Uma mulher grávida que precisa interromper a gestação porque sofre de doença cardíaca grave foi autorizada, por decisão da 1ª Câmara Criminal do Tribunal de Justiça do Estado do Paraná, em sessão realizada nesta quinta-feira (19), a se submeter a um aborto terapêutico. Se a gravidez não for interrompida, tanto ela quanto o feto correm risco de vida.
Essa decisão foi prolatada no recurso de apelação nº 780438-2, interposto pelo Ministério Público para reformar a decisão do juiz substituto da Comarca de Terra Boa que julgou extinto o processo, sem análise do mérito, por ausência de interesse de agir. O referido magistrado entendeu ser desnecessária autorização judicial para realizar o aborto, já que, neste caso, há norma legal que o permite.

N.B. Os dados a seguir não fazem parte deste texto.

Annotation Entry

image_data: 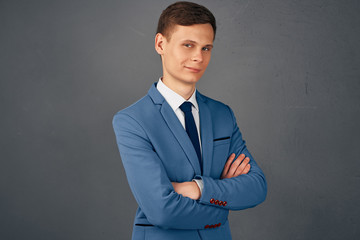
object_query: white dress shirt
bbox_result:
[156,78,204,193]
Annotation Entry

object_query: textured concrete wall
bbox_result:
[0,0,360,240]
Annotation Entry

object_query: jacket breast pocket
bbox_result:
[211,137,230,179]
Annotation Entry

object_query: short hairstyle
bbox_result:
[156,1,216,40]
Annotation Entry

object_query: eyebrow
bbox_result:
[183,39,214,47]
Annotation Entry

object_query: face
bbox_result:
[155,23,214,86]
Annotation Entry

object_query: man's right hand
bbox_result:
[221,153,251,179]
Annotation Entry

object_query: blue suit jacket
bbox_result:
[113,83,267,240]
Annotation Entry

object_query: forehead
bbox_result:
[170,23,214,44]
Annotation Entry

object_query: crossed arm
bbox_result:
[171,153,251,200]
[113,107,266,229]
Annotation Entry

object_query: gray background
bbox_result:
[0,0,360,240]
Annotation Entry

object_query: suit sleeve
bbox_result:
[113,113,228,229]
[196,107,267,210]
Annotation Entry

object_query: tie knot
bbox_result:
[180,102,192,113]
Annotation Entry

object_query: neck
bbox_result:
[161,77,195,100]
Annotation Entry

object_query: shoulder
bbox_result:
[113,95,156,125]
[197,92,232,115]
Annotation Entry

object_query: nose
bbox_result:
[191,50,203,62]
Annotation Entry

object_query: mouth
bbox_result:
[185,66,201,73]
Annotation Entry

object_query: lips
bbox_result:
[185,67,201,73]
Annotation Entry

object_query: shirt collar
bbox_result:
[156,78,199,111]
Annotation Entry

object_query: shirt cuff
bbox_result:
[193,179,204,194]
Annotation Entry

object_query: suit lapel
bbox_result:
[196,92,213,176]
[149,84,201,175]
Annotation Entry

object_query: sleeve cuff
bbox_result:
[193,179,204,195]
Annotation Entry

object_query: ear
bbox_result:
[155,33,166,55]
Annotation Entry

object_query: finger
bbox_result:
[234,157,250,177]
[241,163,251,174]
[221,153,235,178]
[227,154,245,177]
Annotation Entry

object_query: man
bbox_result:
[113,2,267,240]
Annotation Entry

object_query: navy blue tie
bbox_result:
[180,102,202,166]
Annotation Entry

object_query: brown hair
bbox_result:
[156,2,216,40]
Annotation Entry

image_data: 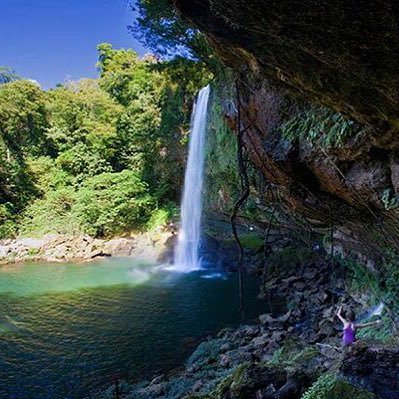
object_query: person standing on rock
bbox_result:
[337,306,381,346]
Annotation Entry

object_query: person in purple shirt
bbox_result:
[337,306,381,346]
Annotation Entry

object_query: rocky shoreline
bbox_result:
[0,231,173,265]
[94,251,399,399]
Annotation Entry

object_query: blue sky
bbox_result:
[0,0,148,88]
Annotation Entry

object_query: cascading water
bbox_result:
[175,85,210,272]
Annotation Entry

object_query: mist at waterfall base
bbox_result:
[0,258,276,399]
[174,85,210,272]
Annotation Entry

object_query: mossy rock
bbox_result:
[301,373,378,399]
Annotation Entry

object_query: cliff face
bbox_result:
[175,0,399,255]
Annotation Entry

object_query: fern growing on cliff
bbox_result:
[280,106,366,148]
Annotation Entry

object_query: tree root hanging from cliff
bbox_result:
[230,81,250,314]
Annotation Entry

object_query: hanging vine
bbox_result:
[230,81,250,314]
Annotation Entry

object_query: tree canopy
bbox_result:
[0,43,210,237]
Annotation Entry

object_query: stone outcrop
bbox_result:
[174,0,399,256]
[0,231,175,264]
[95,248,399,399]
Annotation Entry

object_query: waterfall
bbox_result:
[175,85,210,272]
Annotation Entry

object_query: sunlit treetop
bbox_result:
[129,0,215,65]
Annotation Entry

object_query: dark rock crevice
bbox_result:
[174,0,399,253]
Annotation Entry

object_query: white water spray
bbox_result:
[175,86,210,272]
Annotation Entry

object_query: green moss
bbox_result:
[301,373,377,399]
[266,339,319,368]
[240,233,264,251]
[281,106,365,148]
[268,246,312,275]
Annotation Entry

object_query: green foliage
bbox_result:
[340,255,399,342]
[0,44,210,237]
[267,339,319,367]
[268,246,312,275]
[301,373,377,399]
[280,106,365,148]
[19,188,81,237]
[240,233,264,251]
[130,0,212,63]
[0,65,19,85]
[205,96,240,213]
[0,80,48,160]
[73,170,154,237]
[0,203,17,239]
[146,204,178,231]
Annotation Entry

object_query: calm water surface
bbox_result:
[0,258,267,399]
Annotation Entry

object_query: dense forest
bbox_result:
[0,0,399,399]
[0,43,210,237]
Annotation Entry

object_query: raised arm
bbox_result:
[337,306,349,325]
[356,319,382,328]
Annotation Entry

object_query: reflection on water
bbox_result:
[0,259,267,399]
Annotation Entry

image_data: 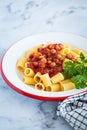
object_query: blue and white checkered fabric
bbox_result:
[57,92,87,130]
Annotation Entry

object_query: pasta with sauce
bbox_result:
[16,43,86,92]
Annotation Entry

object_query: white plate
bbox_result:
[1,32,87,101]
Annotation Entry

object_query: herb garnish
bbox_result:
[63,53,87,89]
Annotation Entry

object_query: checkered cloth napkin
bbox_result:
[57,92,87,130]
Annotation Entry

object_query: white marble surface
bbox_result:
[0,0,87,130]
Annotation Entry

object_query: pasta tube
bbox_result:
[24,68,35,76]
[61,82,75,91]
[34,72,41,83]
[35,83,45,90]
[51,73,64,84]
[51,83,61,92]
[22,76,36,85]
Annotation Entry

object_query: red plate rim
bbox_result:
[0,32,87,101]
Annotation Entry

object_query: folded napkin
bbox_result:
[57,92,87,130]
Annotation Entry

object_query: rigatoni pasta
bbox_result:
[16,42,87,92]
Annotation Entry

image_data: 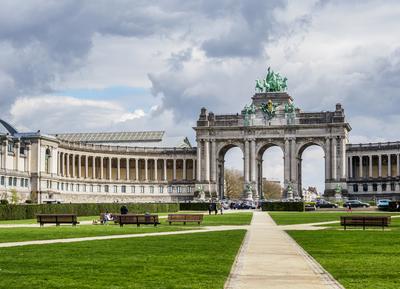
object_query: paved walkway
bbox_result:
[225,212,343,289]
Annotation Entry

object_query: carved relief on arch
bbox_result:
[216,140,244,158]
[256,139,285,155]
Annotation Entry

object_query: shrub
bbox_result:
[0,203,179,220]
[261,202,304,212]
[179,203,209,211]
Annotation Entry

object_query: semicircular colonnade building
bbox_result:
[0,88,400,203]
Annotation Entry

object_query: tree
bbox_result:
[224,169,244,199]
[263,179,282,199]
[10,189,19,204]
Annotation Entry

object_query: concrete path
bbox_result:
[0,225,250,248]
[225,212,343,289]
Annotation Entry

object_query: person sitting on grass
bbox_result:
[120,205,128,215]
[103,210,113,225]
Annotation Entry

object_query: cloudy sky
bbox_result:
[0,0,400,191]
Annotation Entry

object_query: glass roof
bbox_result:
[56,131,164,143]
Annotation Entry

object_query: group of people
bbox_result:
[93,205,128,225]
[208,202,224,215]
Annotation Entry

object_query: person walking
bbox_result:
[347,203,352,213]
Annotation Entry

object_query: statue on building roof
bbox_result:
[255,67,287,92]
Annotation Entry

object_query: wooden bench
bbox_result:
[340,216,391,230]
[114,214,160,227]
[36,214,79,227]
[167,214,203,225]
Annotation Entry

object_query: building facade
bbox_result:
[0,92,400,203]
[0,121,196,203]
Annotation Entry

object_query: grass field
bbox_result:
[0,213,252,243]
[288,230,400,289]
[268,212,399,225]
[0,230,245,289]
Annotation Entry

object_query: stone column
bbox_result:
[182,159,186,180]
[154,159,158,181]
[108,158,112,181]
[244,140,249,184]
[78,155,82,178]
[197,140,201,182]
[85,155,89,179]
[135,158,139,181]
[57,152,61,176]
[144,159,149,182]
[290,139,301,183]
[209,139,217,182]
[331,137,337,180]
[100,157,104,180]
[283,139,291,182]
[325,138,331,180]
[66,154,70,177]
[192,159,196,180]
[163,159,167,181]
[396,154,400,176]
[172,159,176,180]
[378,155,382,178]
[126,158,130,181]
[349,156,354,178]
[337,137,347,180]
[117,158,121,180]
[368,155,372,178]
[26,145,31,172]
[92,156,96,179]
[250,139,257,182]
[71,154,75,178]
[204,140,210,182]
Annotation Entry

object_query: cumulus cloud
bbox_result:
[10,96,146,132]
[0,0,400,191]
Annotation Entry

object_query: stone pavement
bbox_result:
[225,212,343,289]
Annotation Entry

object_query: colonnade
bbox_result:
[347,153,400,179]
[57,152,196,182]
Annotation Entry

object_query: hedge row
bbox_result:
[388,201,400,212]
[179,203,210,211]
[0,203,179,220]
[261,202,304,212]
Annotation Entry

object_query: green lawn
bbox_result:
[0,213,252,243]
[0,230,245,289]
[288,228,400,289]
[268,212,398,225]
[0,213,170,225]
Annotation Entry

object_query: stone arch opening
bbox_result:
[256,143,284,199]
[297,142,327,201]
[217,144,244,199]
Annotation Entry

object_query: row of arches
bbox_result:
[218,143,326,196]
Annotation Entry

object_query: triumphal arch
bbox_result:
[194,68,351,199]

No recurso de apelação, interposto no último dia 12 (e que tramitou em regime de urgência no TJ), o promotor de Justiça da Comarca de Terra Boa ponderou que “nenhum médico irá realizar o procedimento abortivo sem estar devidamente amparado por uma autorização judicial; ainda que haja norma penal autorizadora nesse sentido, há necessidade premente de se expedir um alvará para tanto e evitar, ao menos, a morte da gestante”.
O voto do relator
Inicialmente, disse o relator do recurso, desembargador Campos Marques: “No que diz respeito ao aspecto legal, a decisão do magistrado singular é irrepreensível, pois, de fato, o médico não necessita de autorização para promover o aborto terapêutico, basta que haja um diagnóstico mostrando que “não há outro meio de salvar a vida da gestante” (art. 128, I, do Código Penal)”.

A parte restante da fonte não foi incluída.